En Europe et en France, il ne se passe pas une semaine sans que des matchs soient arrêtés à la suite d’envahissement de terrains, de débordements en tribune ou d’incidents dans l’enceinte des stades. Pour en rester au phénomène dans l’hexagone, on s’interrogera ici sur les causes de ces irruptions des supporters sur le pré, dans le jeu. Crise du supportérisme ? Crise des institutions du football ? Crise du mouvement sportif devant les forces qui le subordonnent au pouvoir et à l’argent ? Tout ça, et plus…
Rappel des faits : fin août, Nice – Marseille avec des jets de projectile tout au long de la partie et Dimitri Payet, l’attaquant marseillais, qui renvoie une bouteille à l’envoyeur. Match arrêté sur un score de 1 – 0 en faveur des locaux mais la partie sera rejouée ultérieurement, sur terrain neutre, à Troyes et à huis-clos.

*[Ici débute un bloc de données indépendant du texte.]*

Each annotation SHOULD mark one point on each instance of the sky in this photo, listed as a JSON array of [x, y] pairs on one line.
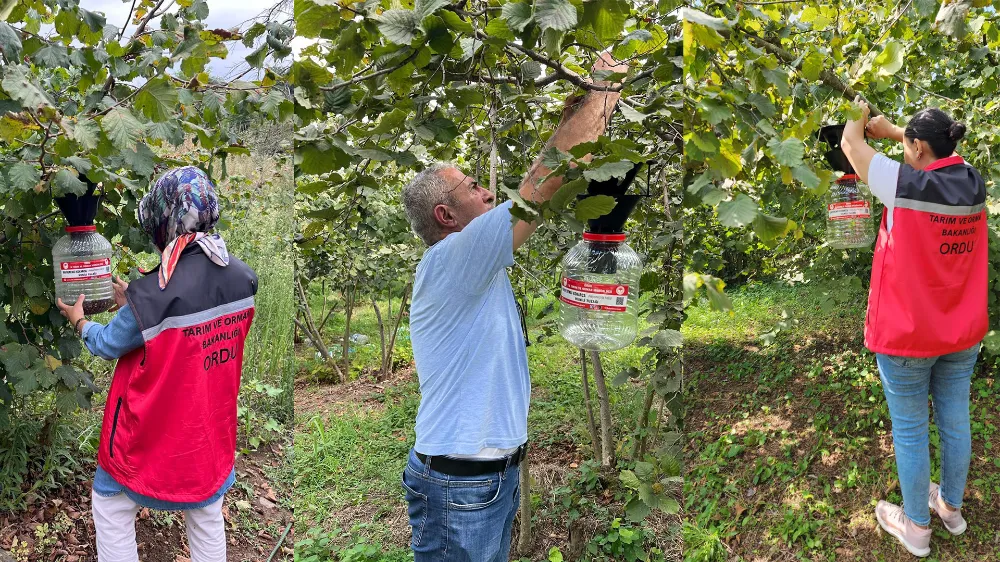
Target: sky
[[223, 14]]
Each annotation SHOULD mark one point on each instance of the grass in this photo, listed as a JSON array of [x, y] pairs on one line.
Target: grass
[[789, 445], [352, 440]]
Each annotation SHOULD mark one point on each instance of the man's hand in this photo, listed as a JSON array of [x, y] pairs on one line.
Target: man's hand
[[582, 121], [73, 312], [881, 128]]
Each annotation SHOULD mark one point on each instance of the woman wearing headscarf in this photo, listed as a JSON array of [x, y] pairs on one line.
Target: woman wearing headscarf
[[926, 308], [168, 439]]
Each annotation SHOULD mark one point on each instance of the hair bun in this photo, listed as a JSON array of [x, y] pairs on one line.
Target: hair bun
[[956, 131]]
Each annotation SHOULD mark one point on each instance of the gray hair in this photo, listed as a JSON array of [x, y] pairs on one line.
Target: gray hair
[[425, 191]]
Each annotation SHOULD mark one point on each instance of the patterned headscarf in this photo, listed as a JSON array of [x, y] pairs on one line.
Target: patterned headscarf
[[182, 208]]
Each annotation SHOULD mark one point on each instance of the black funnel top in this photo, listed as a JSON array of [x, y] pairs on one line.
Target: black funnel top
[[614, 222], [80, 210], [831, 135]]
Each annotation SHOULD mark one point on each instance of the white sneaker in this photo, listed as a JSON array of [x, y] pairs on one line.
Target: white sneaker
[[895, 522], [953, 520]]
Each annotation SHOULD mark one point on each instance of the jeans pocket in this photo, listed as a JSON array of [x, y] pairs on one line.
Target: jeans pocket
[[416, 507], [470, 495], [904, 362]]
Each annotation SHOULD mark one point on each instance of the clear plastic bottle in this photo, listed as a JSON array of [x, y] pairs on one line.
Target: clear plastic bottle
[[600, 293], [849, 215], [81, 261]]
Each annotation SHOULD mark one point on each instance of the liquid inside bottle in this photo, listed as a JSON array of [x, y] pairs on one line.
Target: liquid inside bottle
[[849, 221], [81, 261], [599, 297]]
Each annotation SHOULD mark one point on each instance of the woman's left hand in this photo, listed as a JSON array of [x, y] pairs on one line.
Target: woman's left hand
[[863, 106], [73, 312]]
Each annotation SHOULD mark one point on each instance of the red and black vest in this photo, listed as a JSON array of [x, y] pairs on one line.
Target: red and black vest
[[929, 278], [169, 429]]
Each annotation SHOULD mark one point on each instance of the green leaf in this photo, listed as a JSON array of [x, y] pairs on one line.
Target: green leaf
[[555, 14], [439, 37], [636, 510], [86, 132], [318, 157], [398, 26], [256, 58], [701, 18], [65, 182], [812, 65], [610, 170], [10, 43], [498, 28], [629, 479], [890, 60], [644, 471], [607, 18], [51, 56], [788, 152], [740, 211], [121, 127], [425, 8], [667, 339], [24, 176], [631, 114], [594, 206], [157, 100], [440, 129], [94, 20], [19, 87], [517, 14], [456, 23], [714, 111], [805, 175], [567, 192], [771, 228]]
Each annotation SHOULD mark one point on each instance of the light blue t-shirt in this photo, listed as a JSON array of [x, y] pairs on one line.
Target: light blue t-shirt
[[467, 342]]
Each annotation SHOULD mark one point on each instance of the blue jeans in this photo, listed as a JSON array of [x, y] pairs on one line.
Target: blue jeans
[[460, 518], [906, 382]]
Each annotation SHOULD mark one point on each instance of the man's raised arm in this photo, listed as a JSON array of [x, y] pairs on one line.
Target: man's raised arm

21 novembre : le même Payet se prend une bouteille en pleine tronche lors de la rencontre opposant les deux olympiques, Lyon et Marseille. Entre temps, d’autres incidents ont émaillé des rencontres au cours des matchs Marseille – Paris Saint-Germain ou Lens – Lille par exemple, deux duels fratricides où les enjeux dépassent largement le cadre du football.
Déjà, le 8 août, c’est à Montpellier que le ton est donné. C’est l’attaquant marseillais Rongier qui se prend la bouteille et le match est arrêté quelques minutes avant de reprendre. Deux tribunes du stade de la Mousson seront fermées au public pour trois rencontres.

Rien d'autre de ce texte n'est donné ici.